Because they grow up hunting, fishing and skiing in severe weather, Maine Marines are some of the country’s finest forces for snowy, cold conditions, Sgt. Maj. Jim Sauer said. Some of the Topsham-based Alpha Company will receive security training in another extreme climate, that of Panama, this summer.
He said Marine Corps Reserves have been called on more and more in recent years, with an increasing number of active missions all over the world.
And while training no doubt helps, Sauer maintains that the Marine Corps calling is in the blood.
“Marines are born, not made,” he said. “It’s not for everyone.”
Jamie Cushman, 21, of Belfast knew he wanted to be a Marine before his senior year in high school.

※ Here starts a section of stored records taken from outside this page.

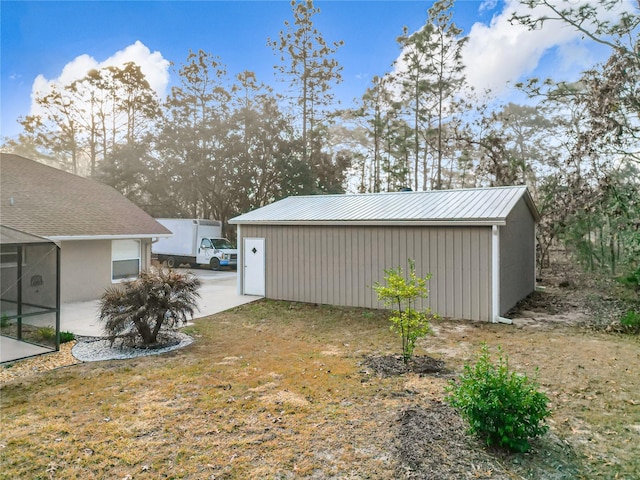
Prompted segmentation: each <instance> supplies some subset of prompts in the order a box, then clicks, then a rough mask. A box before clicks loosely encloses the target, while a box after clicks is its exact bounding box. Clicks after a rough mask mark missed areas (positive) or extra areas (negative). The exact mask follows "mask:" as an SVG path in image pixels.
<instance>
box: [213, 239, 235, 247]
mask: <svg viewBox="0 0 640 480" xmlns="http://www.w3.org/2000/svg"><path fill="white" fill-rule="evenodd" d="M211 242H212V243H213V246H214V247H215V248H217V249H228V248H234V247H233V245H231V242H230V241H229V240H227V239H226V238H212V239H211Z"/></svg>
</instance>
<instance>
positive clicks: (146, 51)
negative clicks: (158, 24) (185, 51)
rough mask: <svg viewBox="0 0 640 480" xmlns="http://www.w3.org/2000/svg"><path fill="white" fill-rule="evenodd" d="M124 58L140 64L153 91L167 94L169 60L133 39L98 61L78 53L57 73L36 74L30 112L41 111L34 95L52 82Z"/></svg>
mask: <svg viewBox="0 0 640 480" xmlns="http://www.w3.org/2000/svg"><path fill="white" fill-rule="evenodd" d="M127 62H134V63H136V64H137V65H139V66H140V69H141V70H142V73H144V75H145V77H146V79H147V81H148V82H149V85H150V87H151V88H152V89H153V90H154V91H155V92H156V94H157V95H158V97H159V98H161V99H162V98H163V97H164V96H165V94H166V90H167V85H168V84H169V66H170V62H169V61H168V60H166V59H165V58H163V57H162V54H161V53H160V52H157V51H156V52H151V50H149V47H147V46H146V45H145V44H143V43H142V42H140V41H139V40H138V41H136V42H135V43H134V44H133V45H129V46H127V47H125V48H124V49H123V50H119V51H117V52H116V53H114V54H113V55H111V56H110V57H109V58H107V59H106V60H104V61H102V62H99V61H97V60H96V59H95V58H93V57H91V56H90V55H87V54H84V55H80V56H78V57H76V58H74V59H73V60H71V61H70V62H69V63H67V64H66V65H65V66H64V67H63V69H62V72H60V75H58V77H56V78H53V79H47V78H45V77H44V75H38V76H37V77H36V79H35V80H34V82H33V86H32V88H31V113H32V114H36V113H40V111H39V107H38V105H37V104H36V103H35V98H36V97H37V96H39V95H41V94H43V93H44V92H47V91H48V90H49V89H50V88H51V87H52V86H53V85H54V84H55V85H68V84H69V83H71V82H73V81H74V80H79V79H81V78H83V77H84V76H85V75H86V74H87V73H88V72H89V71H90V70H92V69H100V68H103V67H110V66H117V67H120V66H122V65H124V64H125V63H127Z"/></svg>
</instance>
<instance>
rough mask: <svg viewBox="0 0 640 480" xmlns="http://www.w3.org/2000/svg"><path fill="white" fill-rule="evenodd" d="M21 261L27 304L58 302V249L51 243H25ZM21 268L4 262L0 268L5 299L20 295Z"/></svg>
mask: <svg viewBox="0 0 640 480" xmlns="http://www.w3.org/2000/svg"><path fill="white" fill-rule="evenodd" d="M23 251H24V257H25V261H24V262H23V265H22V301H23V302H24V303H26V304H33V305H40V306H43V307H50V308H55V306H56V251H57V247H56V246H55V245H53V244H51V245H26V246H24V247H23ZM17 274H18V269H17V268H16V267H13V266H10V267H9V266H4V267H2V268H1V269H0V285H1V286H2V298H3V300H10V301H17V299H18V289H17V286H18V281H17Z"/></svg>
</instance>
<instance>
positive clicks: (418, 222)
mask: <svg viewBox="0 0 640 480" xmlns="http://www.w3.org/2000/svg"><path fill="white" fill-rule="evenodd" d="M521 198H524V199H525V202H526V204H527V206H528V207H529V210H530V211H531V214H532V216H533V217H534V218H535V220H536V221H539V219H540V215H539V213H538V211H537V209H536V207H535V205H534V203H533V200H532V198H531V195H530V194H529V191H528V190H527V187H525V186H517V187H493V188H473V189H459V190H431V191H427V192H392V193H368V194H355V195H311V196H299V197H288V198H285V199H283V200H279V201H277V202H274V203H272V204H270V205H267V206H265V207H262V208H258V209H256V210H253V211H251V212H249V213H246V214H244V215H240V216H238V217H235V218H233V219H231V220H230V221H229V223H231V224H238V225H243V224H260V225H289V224H291V225H295V224H317V225H332V224H345V223H349V224H361V225H373V224H385V225H393V224H413V225H505V224H506V219H507V216H508V215H509V213H510V212H511V210H512V209H513V208H514V207H515V205H516V204H517V203H518V201H519V200H520V199H521Z"/></svg>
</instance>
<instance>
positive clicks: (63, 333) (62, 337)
mask: <svg viewBox="0 0 640 480" xmlns="http://www.w3.org/2000/svg"><path fill="white" fill-rule="evenodd" d="M75 339H76V336H75V335H74V334H73V333H71V332H60V343H67V342H72V341H73V340H75Z"/></svg>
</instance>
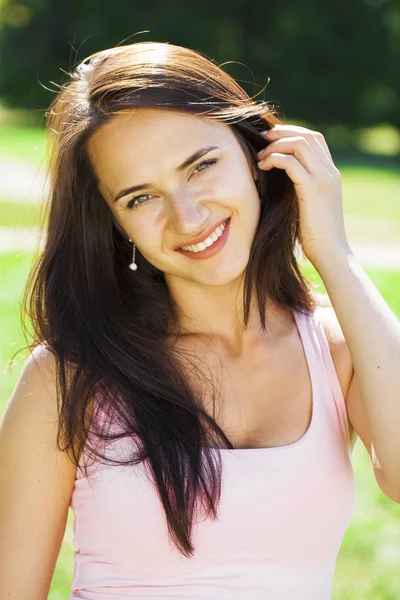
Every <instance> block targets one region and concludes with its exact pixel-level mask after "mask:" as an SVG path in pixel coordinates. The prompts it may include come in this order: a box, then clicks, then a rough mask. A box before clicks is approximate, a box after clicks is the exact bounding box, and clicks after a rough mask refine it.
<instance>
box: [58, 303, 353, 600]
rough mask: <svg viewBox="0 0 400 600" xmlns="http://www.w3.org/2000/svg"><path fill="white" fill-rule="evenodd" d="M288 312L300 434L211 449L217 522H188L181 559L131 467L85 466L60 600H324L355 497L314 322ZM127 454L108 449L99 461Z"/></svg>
mask: <svg viewBox="0 0 400 600" xmlns="http://www.w3.org/2000/svg"><path fill="white" fill-rule="evenodd" d="M293 312H294V316H295V320H296V324H297V327H298V330H299V333H300V337H301V340H302V344H303V348H304V351H305V355H306V359H307V363H308V368H309V372H310V376H311V382H312V391H313V413H312V419H311V423H310V426H309V428H308V430H307V432H306V433H305V435H304V436H303V437H302V438H301V439H300V440H298V441H297V442H295V443H293V444H288V445H286V446H280V447H275V448H274V447H272V448H251V449H234V450H229V449H223V450H221V454H222V466H223V479H222V491H221V502H220V505H219V507H218V514H219V518H218V520H214V521H213V520H211V518H210V519H206V520H200V521H199V522H196V521H195V525H194V529H193V538H192V540H193V544H194V546H195V549H196V550H195V555H194V557H193V558H191V559H188V558H186V557H184V556H183V555H182V554H180V552H179V551H178V549H177V548H176V547H175V546H174V544H173V543H172V542H171V543H170V542H169V539H168V531H167V526H166V520H165V516H164V512H163V509H162V506H161V504H160V502H159V500H158V497H157V495H156V492H155V491H154V488H153V484H152V483H151V481H150V480H149V479H148V477H147V476H146V472H147V471H146V470H145V469H144V468H143V463H141V464H140V465H138V466H136V467H115V466H107V465H101V464H100V465H99V464H98V463H95V465H97V466H95V472H94V475H93V476H94V482H92V483H91V486H89V485H88V482H87V479H86V478H85V477H83V476H82V474H80V473H79V474H77V478H76V481H75V487H74V490H73V495H72V498H71V507H72V509H73V510H74V545H75V547H76V548H77V550H76V552H75V569H74V578H73V581H72V583H71V589H72V594H71V595H70V597H69V600H75V599H78V598H81V599H85V600H120V599H121V598H129V599H132V600H133V599H134V600H149V599H156V598H157V599H158V598H165V599H167V598H168V599H170V600H213V599H215V600H228V599H229V600H329V599H330V598H331V588H332V579H333V575H334V570H335V564H336V559H337V554H338V551H339V549H340V546H341V543H342V541H343V537H344V534H345V533H346V530H347V528H348V526H349V524H350V521H351V517H352V514H353V509H354V505H355V497H356V494H355V478H354V472H353V469H352V463H351V445H350V439H349V428H348V422H347V414H346V406H345V400H344V397H343V393H342V391H341V387H340V383H339V380H338V378H337V375H336V371H335V368H334V364H333V361H332V357H331V354H330V350H329V346H328V342H327V339H326V336H325V332H324V329H323V326H322V323H321V322H320V320H319V317H318V312H317V313H314V314H308V315H304V314H303V313H301V312H299V311H296V310H294V311H293ZM131 443H132V441H131ZM114 446H115V447H114ZM128 450H129V445H128V440H127V439H124V440H119V441H117V442H114V444H113V446H112V447H110V454H112V455H114V456H121V455H122V454H121V453H123V452H124V451H128Z"/></svg>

“It’s good training, and it helps out in civilian life,” said the University of Maine sophomore. “You can’t be lazy out here.”
Jonathan Young of Kittery sought self-confidence in the Marines, and the four years since have taught him about teamwork and following orders, “not always doing what you want to do,” he said. The 22-year-old also believes the Marines will always look good on his resume.
When Jim LaPointe describes his weekend activities to friends and family in Sebago, they wonder “why you would want to sleep in the snow,” he said. “No one understands,” he reflected. “It’s the brotherhood.”
Brotherhood, and maybe the moments of fierce, frigid beauty, as when a line of Marines on snowshoes freeze on a sunny path, surrounded by silent white swells of terrain and a brittle twig’s occasional sharp crack.
Or the view of Mount Katahdin at the Marines’ back as they marched, enjoyed with a cigar during a pause, by a man at the rear of the pack.
The term Maj. Martin often uses for his men is “ordinary people doing extraordinary things.”
“They’d rather do something like this than sit in a classroom and talk about cold weather,” he said.